Вблизи курился костёр, и дымок лёгкой волной обдавал сидящих за столом. Мерк поинтересовался событиями, которые произошли в России и за рубежом — в Англии, Америке, Франции, Польше и в его благословенной Пруссии. Он спросил про войну с Оттоманской Портой лишь потому, что его не покидал страх и неуверенность за завтрашний день.

— Жалованье выдавайт мне ассигнациями, которые стоит 25 копеек за серебряный один рубль, — сказал Карл Генрихович. — Русскую империю разоряет война. Russland ожидайт тяготы более страшный, чем теперь есть.

— Войны действительно разорительны, — согласился Александр Николаевич и сказал, что в декабре прошлого, 91 года, заключён мир с Портой, что Россия получила Очаков, оставив туркам все прочие завоевания.

— Мир с турками, — говорил Радищев, — большое событие. Границы империи нашей раздвинулись. Карфаген был разрушен в третью Пуническую войну, мы пережили две войны с турками, в третью же, которая скоро начнётся, могут увидеть русских у стен Константинополя. И вот, пожалуй, через 1000 лет, считая от первой осады древнего города русскими, суждено будет восточной империи подпасть под власть потомков славян… Я не берусь быть пророком, но французский посланник в Константинополе, который вызвал войну, кончившуюся миром в Кайнарджи, предсказал славу русских и унижение полумесяца…

— О, да, mein Herr! — безразлично вставил доктор Мерк, несколько успокоенный сообщением о мире, рассеянно слушая Радищева. Он не желал возражать из уважения к хозяину дома в этой таёжной глуши.

— В чём ещё слава русских? — обратился ко всем Александр Николаевич, желавший сам ответить на этот вопрос, но Лука Воронин горячо вставил:

— Ратную славу сбрасывать со щита нам, русским, не следует. Окинем взглядом историю, её не стыдно помянуть. Ещё византийский историк Лев Диакон — современник храброго киевского князя Святослава — писал, что россы, заслужившие славу победителей соседних народов, считая ужасным бедствием лишаться её и быть побеждёнными, сражались всегда отчаянно и храбро.

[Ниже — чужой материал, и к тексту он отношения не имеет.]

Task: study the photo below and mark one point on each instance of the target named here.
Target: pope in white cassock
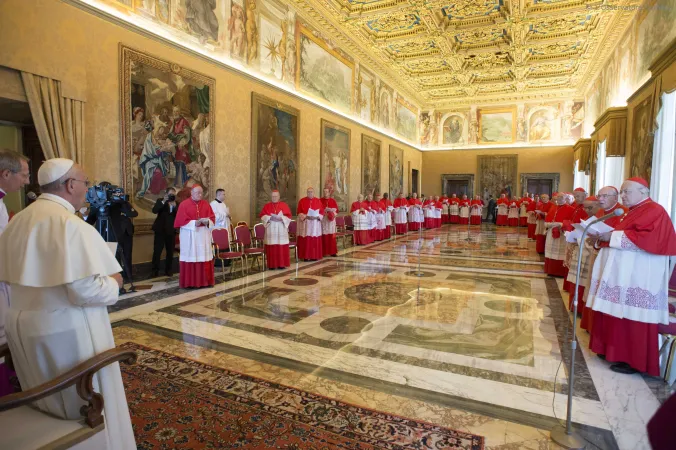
(62, 277)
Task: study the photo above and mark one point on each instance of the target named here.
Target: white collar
(56, 199)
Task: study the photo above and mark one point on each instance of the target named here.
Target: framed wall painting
(168, 130)
(370, 165)
(396, 172)
(497, 126)
(275, 129)
(335, 162)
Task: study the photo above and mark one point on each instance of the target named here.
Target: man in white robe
(221, 211)
(63, 276)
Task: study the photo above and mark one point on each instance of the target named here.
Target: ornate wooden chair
(27, 428)
(222, 251)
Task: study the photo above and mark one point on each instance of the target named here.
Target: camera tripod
(103, 226)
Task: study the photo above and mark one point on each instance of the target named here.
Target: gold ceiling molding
(488, 51)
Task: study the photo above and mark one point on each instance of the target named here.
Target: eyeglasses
(86, 182)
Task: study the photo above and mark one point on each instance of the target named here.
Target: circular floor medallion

— О, да, mein Herr! — с тем же безразличием вставил Мерк, теперь адресуясь не к Радищеву, а к Луке Воронину. Александр Николаевич уловил эту нотку безразличия в голосе доктора Мерка, скорее похожую на иронию, и ждал, что же он скажет.

А Лука Воронин, не обратив на Мерка никакого внимания, продолжал:

— Сам же Святослав всегда внушал дружинникам своим, что у россов нет обычая бегством спасаться в отечество, но есть обычай или жить победителями, или, совершив знаменитые подвиги, умереть со славою…

— Как хорошо и проникновенно сказано, — заметила Елизавета Васильевна и с Чувством повторила: — Совершив знаменитые подвиги, умереть со славою, — и добавила своё: — Конечно, за народ умереть…

— Разумеется, — подтвердил Лука Воронин.

— Ежели вспоминать ратную историю русских, — сказал Александр Николаевич и посмотрел на доктора Мерка, с трудом удерживающего голову, клонившуюся в дрёме. Ему захотелось стряхнуть с немца неуважительную в обществе дрёму, и Радищев громко произнёс: — То она начинается с ледового побоища и тянется до памятного нам Кунерсдорфского сражения…

Мерк сразу встрепенулся и округлил бесцветные глаза.